[
https://issues.apache.org/jira/browse/HDDS-11856?page=com.atlassian.jira.plugin.system.issuetabpanels:all-tabpanel
]
Shangshu Qian updated HDDS-11856:
---------------------------------
Description:
Currently, the state machine thread and the command handler thread are created
without the priority setting, making them vulnerable to contentions with each
other.
StateMachineThread:
{code:java}
public void startDaemon() {
Runnable startStateMachineTask = () -> {
try {
LOG.info("Ozone container server started.");
startStateMachineThread();
} catch (Exception ex) {
LOG.error("Unable to start the DatanodeState Machine", ex);
}
};
stateMachineThread = new ThreadFactoryBuilder()
.setDaemon(true)
.setNameFormat(datanodeDetails.threadNamePrefix() +
"DatanodeStateMachineDaemonThread")
.setUncaughtExceptionHandler((Thread t, Throwable ex) -> {
String message = "Terminate Datanode, encounter uncaught exception"
+ " in Datanode State Machine Thread";
ExitUtils.terminate(1, message, ex, LOG);
})
.build().newThread(startStateMachineTask);
stateMachineThread.start();
} {code}
Command handler thread:
{code:java}
private void initCommandHandlerThread(ConfigurationSource config) { /*
Runnable processCommandQueue = () -> {
long now;
while (getContext().getState() != DatanodeStates.SHUTDOWN) {
SCMCommand<?> command = getContext().getNextCommand();
if (command != null) {
commandDispatcher.handle(command);
commandsHandled++;
} else {
...
}
}
}; // We will have only one thread for command processing in a datanode.
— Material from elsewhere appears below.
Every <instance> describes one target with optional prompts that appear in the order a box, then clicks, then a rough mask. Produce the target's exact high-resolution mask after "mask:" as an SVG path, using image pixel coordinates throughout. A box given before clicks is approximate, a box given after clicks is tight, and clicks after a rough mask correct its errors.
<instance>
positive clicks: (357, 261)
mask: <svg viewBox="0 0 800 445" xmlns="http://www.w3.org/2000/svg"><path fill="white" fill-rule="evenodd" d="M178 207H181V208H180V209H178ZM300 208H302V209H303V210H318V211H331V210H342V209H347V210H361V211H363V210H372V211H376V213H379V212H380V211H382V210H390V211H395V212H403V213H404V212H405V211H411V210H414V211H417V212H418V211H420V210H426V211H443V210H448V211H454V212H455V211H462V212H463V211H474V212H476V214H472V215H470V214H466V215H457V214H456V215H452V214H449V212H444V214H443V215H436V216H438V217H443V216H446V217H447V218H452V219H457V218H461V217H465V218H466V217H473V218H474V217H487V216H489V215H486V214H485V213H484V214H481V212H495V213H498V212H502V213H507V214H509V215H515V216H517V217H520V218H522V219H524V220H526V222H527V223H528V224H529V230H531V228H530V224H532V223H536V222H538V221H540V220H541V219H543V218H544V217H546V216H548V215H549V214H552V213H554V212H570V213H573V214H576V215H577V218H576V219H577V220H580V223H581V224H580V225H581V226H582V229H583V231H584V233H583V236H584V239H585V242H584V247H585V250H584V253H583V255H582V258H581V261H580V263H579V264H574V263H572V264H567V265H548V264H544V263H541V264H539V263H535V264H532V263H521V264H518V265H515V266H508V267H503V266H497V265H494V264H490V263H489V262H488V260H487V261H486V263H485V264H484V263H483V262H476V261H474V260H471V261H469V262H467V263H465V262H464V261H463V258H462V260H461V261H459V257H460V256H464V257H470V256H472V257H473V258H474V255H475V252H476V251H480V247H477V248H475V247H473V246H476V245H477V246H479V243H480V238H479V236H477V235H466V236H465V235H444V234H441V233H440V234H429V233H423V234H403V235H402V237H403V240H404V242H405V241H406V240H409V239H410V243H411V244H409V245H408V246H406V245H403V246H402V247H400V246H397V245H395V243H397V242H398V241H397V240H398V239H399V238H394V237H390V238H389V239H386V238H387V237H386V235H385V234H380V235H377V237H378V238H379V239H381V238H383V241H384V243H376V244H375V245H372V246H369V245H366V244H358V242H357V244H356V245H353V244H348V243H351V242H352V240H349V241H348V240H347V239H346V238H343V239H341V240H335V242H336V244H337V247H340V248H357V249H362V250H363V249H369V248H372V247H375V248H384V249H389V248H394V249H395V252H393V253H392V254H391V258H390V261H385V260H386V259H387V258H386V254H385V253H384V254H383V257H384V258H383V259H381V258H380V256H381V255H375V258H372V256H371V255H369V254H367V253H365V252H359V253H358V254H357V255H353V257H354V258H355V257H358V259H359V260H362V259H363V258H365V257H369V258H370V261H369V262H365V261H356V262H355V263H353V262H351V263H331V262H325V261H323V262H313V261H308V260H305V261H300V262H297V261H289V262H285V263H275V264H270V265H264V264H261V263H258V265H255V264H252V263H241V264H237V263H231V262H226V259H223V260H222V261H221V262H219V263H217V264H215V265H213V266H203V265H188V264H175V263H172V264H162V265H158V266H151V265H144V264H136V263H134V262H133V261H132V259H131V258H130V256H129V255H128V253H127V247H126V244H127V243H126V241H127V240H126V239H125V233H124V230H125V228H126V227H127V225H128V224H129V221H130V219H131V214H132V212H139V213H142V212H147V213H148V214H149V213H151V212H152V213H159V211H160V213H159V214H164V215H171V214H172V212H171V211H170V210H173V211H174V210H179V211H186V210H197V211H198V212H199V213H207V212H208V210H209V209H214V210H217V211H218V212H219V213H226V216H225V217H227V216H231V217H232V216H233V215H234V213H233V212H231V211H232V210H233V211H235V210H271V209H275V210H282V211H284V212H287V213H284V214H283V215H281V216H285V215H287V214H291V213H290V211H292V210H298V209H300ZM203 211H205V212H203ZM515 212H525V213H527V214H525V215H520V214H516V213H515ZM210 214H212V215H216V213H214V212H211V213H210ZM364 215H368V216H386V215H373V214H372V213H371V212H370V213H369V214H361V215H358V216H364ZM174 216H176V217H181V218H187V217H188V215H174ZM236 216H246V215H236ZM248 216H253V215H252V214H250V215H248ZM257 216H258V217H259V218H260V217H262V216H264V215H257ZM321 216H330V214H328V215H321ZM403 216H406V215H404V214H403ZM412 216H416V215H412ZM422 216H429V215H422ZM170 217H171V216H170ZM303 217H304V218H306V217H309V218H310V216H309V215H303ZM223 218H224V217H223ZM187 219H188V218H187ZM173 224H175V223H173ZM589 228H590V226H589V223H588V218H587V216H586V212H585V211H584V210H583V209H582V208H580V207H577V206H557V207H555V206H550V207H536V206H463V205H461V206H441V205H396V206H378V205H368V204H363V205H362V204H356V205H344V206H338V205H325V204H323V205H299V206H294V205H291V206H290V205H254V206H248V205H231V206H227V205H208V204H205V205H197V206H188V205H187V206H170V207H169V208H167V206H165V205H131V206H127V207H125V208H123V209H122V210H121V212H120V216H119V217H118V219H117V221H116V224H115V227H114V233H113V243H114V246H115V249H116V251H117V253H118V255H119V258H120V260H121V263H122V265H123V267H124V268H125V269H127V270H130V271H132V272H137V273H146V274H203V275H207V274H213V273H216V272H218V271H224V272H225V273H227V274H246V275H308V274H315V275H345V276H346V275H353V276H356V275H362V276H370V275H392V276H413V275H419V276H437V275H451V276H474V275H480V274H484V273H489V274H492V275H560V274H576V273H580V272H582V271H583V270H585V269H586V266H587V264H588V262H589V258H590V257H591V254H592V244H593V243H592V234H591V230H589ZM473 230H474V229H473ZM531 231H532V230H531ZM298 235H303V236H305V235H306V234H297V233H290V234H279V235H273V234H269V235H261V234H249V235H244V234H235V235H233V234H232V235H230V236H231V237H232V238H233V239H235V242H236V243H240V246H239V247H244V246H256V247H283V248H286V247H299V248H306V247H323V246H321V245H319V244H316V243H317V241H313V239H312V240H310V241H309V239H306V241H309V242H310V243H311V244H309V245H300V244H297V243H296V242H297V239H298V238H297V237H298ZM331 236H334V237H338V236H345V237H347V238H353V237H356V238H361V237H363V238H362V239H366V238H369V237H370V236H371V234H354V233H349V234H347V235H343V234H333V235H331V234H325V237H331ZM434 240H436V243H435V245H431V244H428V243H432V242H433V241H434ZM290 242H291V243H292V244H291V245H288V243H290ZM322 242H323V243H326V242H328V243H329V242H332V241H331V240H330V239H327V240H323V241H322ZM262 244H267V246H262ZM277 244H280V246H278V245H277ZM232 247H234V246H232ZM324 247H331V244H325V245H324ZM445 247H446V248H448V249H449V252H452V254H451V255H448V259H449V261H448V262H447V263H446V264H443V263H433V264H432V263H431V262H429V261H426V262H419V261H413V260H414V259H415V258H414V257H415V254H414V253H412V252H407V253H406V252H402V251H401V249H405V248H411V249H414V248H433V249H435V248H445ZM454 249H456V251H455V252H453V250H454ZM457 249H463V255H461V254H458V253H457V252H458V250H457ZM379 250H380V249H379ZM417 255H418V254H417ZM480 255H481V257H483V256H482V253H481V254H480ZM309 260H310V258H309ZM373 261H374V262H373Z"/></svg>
cmdProcessThread = getCommandHandlerThread(processCommandQueue);
cmdProcessThread.start();
}
private Thread getCommandHandlerThread(Runnable processCommandQueue) {
Thread handlerThread = new Thread(processCommandQueue);
handlerThread.setDaemon(true);
handlerThread.setName(
datanodeDetails.threadNamePrefix() + "CommandProcessorThread");
handlerThread.setUncaughtExceptionHandler((Thread t, Throwable e) -> {
LOG.error("Critical Error : Command processor thread encountered an " +
"error. Thread: {}", t.toString(), e);
getCommandHandlerThread(processCommandQueue).start();
});
return handlerThread;
} {code}
If the command handler is busy with a large amount of tasks, the state machine
thread can potentially be delayed. Since the state machine thread is also
sending heartbeat to the StorageContainerManager (SCM), delaying from command
handler thread may cause the system run into a feedback loop.
For example:
# The cluster has a large amount of write operations, resulting in a large
number of pipeline creations.
# Some DN got unresponsive due to overloading, making their HB delayed to the
SCM and being marked as dead nodes.
# The pipeline creations will be retried, and other nodes also need to
actively recover the data from the node in step 2. This result in more load
being pushed to the cluster.
Setting the state machine thread to a higher priority than the command handler
thread would make this problem less likely to happen.
was:
Currently, the state machine thread and the command handler thread are created
without the priority setting, making them vulnerable to contentions with each
other.
StateMachineThread:
{code:java}
public void startDaemon() {
Runnable startStateMachineTask = () -> {
try {
LOG.info("Ozone container server started.");
startStateMachineThread();
} catch (Exception ex) {
LOG.error("Unable to start the DatanodeState Machine", ex);
}
};
stateMachineThread = new ThreadFactoryBuilder()
.setDaemon(true)
.setNameFormat(datanodeDetails.threadNamePrefix() +
"DatanodeStateMachineDaemonThread")
.setUncaughtExceptionHandler((Thread t, Throwable ex) -> {
String message = "Terminate Datanode, encounter uncaught exception"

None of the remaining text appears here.